As the reader will doubtlessly know, the player with the white pieces makes the first move in a chess game. This gives her the initiative; it has also been shown statistically that white wins slightly more often than black. This first-move advantage therefore means that white can more easily go for the jugular. Any lesser ambition would be an offence to the game.

Commissioner Vestager is definitely playing to win. Moreover, the Commission does possess the first-move advantage, being able to initiate state aid investigations almost at will, and keeping its cards close to its chest as regards the timeline of their conclusion. The element of surprise is key in every “battle”, be it legal or otherwise. As many practitioners know, you might not hear from DG COMP for a long time and suddenly it’s…doomsday.

The Competition Commissioner, now Commission Vice-President as well, also wishes to send a strong political message. These cases are not just about competition between undertakings. They are also about inter-State tax competition, which needs to be fair. If the way to make it so necessitates the employment of the Union’s hard law apparatus, so be it.

Many of Commissioner Vestager’s relevant statements are telling. When adopting the negative decision against Belgium in 2016, she stressed that the state aid investigations can address distortions of competition, but that “to root out unfair tax competition in the EU, we need an effective combination of both legislative action and enforcement of state aid rules.” Furthermore, when announcing the negative decision against Amazon and Luxembourg, she emphasized that the “ultimate goal should of course be that all companies, big or small, pay their fair share of tax where their profits are earned,” but that the “enforcement of EU State aid rules alone cannot achieve this.”

Winning cases and sending a message is great.

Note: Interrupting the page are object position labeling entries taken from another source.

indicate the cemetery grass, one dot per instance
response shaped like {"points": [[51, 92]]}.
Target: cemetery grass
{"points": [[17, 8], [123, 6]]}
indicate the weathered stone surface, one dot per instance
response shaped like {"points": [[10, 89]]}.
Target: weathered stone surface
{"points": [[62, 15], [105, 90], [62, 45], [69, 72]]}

Sometimes, however, like in chess, you need to sacrifice a piece in order to create a mating attack. In fact, Mikhail Tal was most famous for his brilliant piece sacrifices that frequently led to spectacular checkmates.

A sound sacrifice, however, is one that gives the player some sort of compensation. Might we then view the McDonald’s state aid case as such a move? In September 2018, the Commission concluded that the non-taxation of certain McDonald’s profits in Luxembourg had not led to illegal State aid, as it was in line with national tax laws and the Luxembourg-United States Double Taxation Treaty. The reason underpinning the effective “double non-taxation” which had taken place in that case was a mismatch between Luxembourg and US tax laws, and not any special treatment by Luxembourg.

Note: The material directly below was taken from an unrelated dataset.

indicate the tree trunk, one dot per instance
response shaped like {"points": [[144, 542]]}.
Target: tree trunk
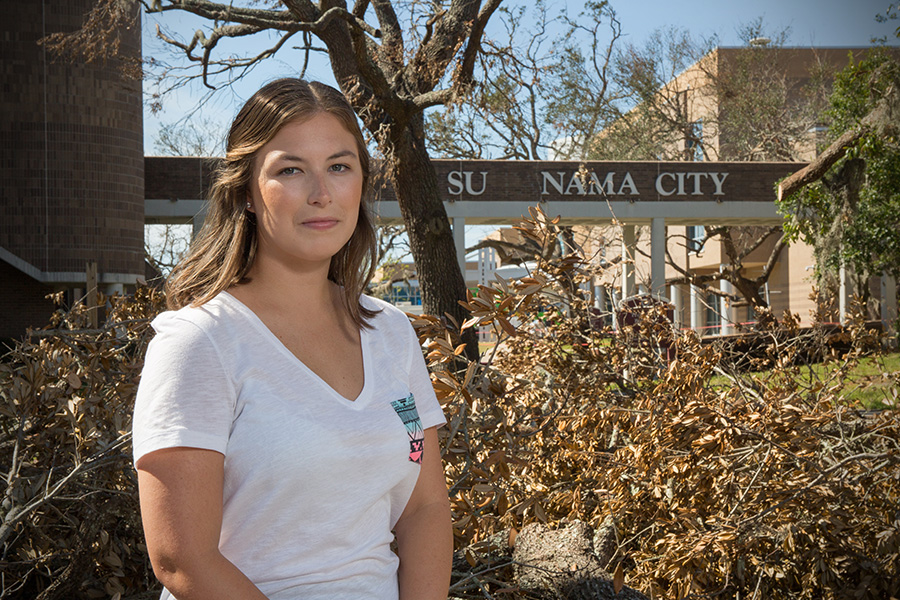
{"points": [[430, 236]]}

McDonald’s is the “one that got away”, being the only recent fiscal aid case so far where a finding of no aid has been recorded. Luxembourg, however, did not get away. A tactical piece sacrifice (closing the case) was followed by more important positional compensation for the Commission: Luxembourg, despite winning the case, agreed to close the loopholes that had allowed for double non-taxation. Commissioner Vestager in her relevant statement when closing the McDonald’s case had “very much welcomed” the fact that the Luxembourg Government was taking legislative steps to address the issue and to avoid such situations in the future. As a matter of fact, Luxembourg quickly adjusted its rules. It thus seems that a decision must have been made in Brussels that a sacrificed white … knight would not be missed if it helped the Commission edge towards victory. Does the latter, however, need to play flawlessly in order to win?

“Of course, errors are not good for a chess game, but errors are unavoidable and in any case, a game without errors, or as they say ‘flawless game,’ is colorless.”

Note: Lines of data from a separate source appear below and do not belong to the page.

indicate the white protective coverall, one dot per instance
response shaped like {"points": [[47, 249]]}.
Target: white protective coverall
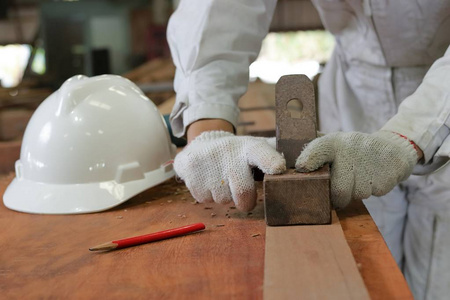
{"points": [[384, 50]]}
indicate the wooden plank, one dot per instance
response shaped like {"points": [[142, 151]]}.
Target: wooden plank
{"points": [[310, 262], [45, 256], [378, 268], [298, 198]]}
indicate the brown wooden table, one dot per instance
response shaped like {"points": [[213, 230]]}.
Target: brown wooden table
{"points": [[47, 257]]}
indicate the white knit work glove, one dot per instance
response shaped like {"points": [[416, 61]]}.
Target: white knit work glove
{"points": [[216, 166], [361, 164]]}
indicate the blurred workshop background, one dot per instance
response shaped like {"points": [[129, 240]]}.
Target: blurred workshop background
{"points": [[43, 43]]}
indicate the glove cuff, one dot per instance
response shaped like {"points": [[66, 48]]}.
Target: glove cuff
{"points": [[405, 144], [213, 135]]}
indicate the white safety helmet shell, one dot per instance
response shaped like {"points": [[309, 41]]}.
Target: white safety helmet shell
{"points": [[91, 145]]}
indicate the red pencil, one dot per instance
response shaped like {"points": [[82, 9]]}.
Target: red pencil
{"points": [[142, 239]]}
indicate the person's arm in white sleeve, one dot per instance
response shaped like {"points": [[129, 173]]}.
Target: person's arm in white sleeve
{"points": [[424, 117], [373, 164], [213, 43]]}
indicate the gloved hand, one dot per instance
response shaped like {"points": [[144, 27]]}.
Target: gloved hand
{"points": [[216, 166], [361, 164]]}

The Commission is not infallible. Two out of the three decisions that have reached the General Court so far have been annulled, namely the Belgian Excess Profit and Starbucks decisions. The first annulment, in February 2019, was on “technical” grounds and focused on the erroneous identification of an aid scheme by DG COMP (see my analysis and summary here). The Commission has lodged an appeal against the General Court’s judgment. The second defeat, in Starbucks, stung more, with the Court concluding that “the Commission has not managed to demonstrate the existence of an economic advantage within the meaning of Article 107 TFEU.”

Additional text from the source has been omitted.